City bus, 1953” by Seattle Municipal Archives is licensed under CC BY 2.0.

The contention that the average commute duration has remained constant over time, and is independent of cultural differences and the built environment, underlies Marchetti’s constant. Technological changes might determine how far one can go, but the time allotted remains the same. That allotment is thought to be an hour total, or 30 minutes each way. I came across Marchetti’s constant early in my exploration of transit planning, and my analyses typically use a time budget of 30 minutes. That being said, I never made an explicit decision that I would use that time budget because it’s Marchetti’s constant. That 30 minutes seemed like a reasonable amount is probably influenced by having encountered it, though.

In spite of that choice, I simply don’t like the idea of assessing the quality of transit using a parameter justified by Marchetti’s constant.

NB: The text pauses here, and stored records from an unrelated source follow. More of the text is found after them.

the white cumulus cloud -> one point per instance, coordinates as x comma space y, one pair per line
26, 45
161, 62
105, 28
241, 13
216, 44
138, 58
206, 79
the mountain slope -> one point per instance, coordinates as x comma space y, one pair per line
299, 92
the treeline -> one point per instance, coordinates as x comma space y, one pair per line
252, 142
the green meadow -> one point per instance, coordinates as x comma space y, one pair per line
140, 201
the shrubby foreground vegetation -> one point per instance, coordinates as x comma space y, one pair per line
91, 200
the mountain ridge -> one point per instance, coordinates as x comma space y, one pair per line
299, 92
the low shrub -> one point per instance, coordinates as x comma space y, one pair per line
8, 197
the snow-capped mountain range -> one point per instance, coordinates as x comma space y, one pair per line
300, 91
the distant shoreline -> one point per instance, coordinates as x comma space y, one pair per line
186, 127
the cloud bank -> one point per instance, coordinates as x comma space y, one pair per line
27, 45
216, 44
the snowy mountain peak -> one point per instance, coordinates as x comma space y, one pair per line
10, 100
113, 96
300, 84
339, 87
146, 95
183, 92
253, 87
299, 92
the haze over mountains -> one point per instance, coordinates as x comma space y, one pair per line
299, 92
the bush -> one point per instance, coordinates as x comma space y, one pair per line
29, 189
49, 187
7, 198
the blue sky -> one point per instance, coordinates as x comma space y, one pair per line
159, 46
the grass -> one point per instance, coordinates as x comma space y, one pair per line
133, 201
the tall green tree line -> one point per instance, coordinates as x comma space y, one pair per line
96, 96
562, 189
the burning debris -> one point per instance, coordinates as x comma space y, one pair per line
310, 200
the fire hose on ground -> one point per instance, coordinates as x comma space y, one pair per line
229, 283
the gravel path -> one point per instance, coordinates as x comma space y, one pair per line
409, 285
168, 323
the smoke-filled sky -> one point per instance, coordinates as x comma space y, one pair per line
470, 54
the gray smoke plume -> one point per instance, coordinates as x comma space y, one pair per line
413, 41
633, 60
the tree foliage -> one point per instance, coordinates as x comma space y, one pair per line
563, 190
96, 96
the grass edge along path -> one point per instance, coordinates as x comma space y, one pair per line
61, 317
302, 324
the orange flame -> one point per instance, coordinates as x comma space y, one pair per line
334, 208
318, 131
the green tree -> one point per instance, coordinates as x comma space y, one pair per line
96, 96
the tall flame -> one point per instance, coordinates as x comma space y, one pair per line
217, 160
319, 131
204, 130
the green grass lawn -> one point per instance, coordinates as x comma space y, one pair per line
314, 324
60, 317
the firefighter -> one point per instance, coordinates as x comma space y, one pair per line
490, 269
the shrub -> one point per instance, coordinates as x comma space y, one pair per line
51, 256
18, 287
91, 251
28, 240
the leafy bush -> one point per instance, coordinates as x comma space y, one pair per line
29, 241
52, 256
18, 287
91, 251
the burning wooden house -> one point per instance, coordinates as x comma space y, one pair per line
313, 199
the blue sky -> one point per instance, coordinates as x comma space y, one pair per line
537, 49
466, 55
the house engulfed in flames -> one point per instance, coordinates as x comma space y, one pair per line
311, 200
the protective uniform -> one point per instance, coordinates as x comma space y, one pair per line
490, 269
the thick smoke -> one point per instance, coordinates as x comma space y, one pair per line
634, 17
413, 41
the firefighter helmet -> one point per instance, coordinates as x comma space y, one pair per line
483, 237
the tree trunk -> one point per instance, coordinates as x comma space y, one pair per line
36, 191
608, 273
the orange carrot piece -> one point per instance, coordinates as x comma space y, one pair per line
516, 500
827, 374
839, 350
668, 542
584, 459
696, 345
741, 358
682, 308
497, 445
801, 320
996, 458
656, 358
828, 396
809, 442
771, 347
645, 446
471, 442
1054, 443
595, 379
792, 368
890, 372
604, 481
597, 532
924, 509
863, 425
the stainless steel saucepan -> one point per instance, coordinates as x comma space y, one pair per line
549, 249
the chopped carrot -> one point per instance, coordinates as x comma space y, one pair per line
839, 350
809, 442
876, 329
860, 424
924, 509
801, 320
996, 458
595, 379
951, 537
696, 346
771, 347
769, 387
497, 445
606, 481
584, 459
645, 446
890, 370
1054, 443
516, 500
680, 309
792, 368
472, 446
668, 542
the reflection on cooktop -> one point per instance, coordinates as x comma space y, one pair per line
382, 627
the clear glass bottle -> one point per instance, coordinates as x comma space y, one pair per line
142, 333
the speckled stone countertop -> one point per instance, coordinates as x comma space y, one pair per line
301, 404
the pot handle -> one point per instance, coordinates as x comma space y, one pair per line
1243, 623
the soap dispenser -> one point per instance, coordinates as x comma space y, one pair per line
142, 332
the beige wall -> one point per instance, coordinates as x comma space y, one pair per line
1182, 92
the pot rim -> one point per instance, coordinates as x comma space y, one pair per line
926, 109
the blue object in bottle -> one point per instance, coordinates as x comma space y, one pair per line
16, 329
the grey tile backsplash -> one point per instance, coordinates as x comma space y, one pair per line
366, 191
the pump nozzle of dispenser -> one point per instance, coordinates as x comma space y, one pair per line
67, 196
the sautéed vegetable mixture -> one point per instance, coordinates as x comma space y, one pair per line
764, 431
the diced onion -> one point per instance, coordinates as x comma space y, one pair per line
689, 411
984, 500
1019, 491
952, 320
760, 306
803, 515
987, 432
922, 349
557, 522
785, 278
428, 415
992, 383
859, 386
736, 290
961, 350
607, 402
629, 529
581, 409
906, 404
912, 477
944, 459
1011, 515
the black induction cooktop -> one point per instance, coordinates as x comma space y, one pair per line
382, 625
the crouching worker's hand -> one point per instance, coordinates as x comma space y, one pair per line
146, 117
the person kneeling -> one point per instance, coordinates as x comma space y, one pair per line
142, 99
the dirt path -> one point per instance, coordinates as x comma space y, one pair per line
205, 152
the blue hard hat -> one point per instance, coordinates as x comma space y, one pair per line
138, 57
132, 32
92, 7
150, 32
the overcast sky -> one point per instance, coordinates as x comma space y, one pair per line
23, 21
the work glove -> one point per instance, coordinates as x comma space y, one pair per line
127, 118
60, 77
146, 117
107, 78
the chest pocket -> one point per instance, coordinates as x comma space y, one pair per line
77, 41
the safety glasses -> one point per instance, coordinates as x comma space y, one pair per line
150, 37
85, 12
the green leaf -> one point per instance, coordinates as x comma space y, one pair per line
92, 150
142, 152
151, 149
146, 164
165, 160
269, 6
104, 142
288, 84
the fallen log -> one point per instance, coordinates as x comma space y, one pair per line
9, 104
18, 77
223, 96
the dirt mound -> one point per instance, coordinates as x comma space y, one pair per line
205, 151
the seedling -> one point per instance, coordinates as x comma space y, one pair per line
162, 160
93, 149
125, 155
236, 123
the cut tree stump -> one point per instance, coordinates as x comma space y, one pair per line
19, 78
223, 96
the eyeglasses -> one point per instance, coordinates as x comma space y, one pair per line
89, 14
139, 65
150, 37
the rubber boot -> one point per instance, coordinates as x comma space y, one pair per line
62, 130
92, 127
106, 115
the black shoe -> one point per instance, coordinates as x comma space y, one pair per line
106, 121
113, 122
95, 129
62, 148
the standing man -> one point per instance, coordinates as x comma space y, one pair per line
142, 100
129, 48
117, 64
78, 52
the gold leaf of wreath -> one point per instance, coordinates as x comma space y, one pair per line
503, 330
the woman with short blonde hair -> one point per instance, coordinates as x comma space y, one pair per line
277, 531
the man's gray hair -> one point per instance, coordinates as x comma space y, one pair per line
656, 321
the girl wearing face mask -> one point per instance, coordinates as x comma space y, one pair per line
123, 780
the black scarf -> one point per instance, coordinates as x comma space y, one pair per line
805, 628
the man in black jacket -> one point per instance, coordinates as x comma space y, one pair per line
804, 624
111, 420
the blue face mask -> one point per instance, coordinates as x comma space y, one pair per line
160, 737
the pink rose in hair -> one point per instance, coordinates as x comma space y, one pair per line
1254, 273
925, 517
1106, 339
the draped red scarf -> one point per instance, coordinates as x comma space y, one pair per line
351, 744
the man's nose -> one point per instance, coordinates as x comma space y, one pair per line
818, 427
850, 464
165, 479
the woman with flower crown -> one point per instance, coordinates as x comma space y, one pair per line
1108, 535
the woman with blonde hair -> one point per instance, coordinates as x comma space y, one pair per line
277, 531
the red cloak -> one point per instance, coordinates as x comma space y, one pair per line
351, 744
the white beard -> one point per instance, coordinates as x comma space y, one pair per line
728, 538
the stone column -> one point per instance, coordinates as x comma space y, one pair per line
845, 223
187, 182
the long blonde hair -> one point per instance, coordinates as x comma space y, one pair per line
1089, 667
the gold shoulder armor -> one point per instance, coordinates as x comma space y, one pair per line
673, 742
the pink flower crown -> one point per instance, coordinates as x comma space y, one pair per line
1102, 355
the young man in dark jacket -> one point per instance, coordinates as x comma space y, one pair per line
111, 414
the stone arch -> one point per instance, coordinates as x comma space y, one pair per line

That a preferred amount of commuting time is built into human nature seems preposterous. While it’s interesting that this average value shows a persistence over circumstance and time, is there any merit to the average value itself? It feels like the sort of average that folds a diversity of individual preferences into a single, flawed description of a human stripped of agency. There are plenty of people who will tolerate longer commutes, and plenty who would balk at devoting an hour per day to it, and plenty whose tolerance varies depending on the current priorities in their lives. There are trips that people need and want to take that are not part of commutes. How long should be considered tolerable for those? Contemplating what people collectively “prefer”, “are like”, or “will do” seems to inform decision making in the transit planning field, but individuals, not populations, make the choice to board a transit vehicle.

Making statements about transit quality using an access measurement for a single duration is something I have done regularly, but generally should be regarded as insufficient. My first post outlined some objections I have with transit consultant Jarrett Walker’s particular applications of access measurement. I critiqued a 30 minute time budget as producing an artificial binary between “too long” and “short enough”. I deemed it only useful for reducing computational outlay, and that it should be regarded as a limitation, not a feature, of the measurement. Positive changes to transit networks should allow more journeys to be completed for every possible time budget. A good measurement should be able to verify whether this is true.

Looking at the access for a single duration would be sufficient only if it provides pertinent information about all other durations. If a change to the network is made, and 30 minute access improves, can the access improvement for a 45 minute time budget be estimated? Perhaps cities have transit networks that are optimized for different lengths of trips. Will looking at the 30 minute access for two cities give a false impression of which city has better transit overall?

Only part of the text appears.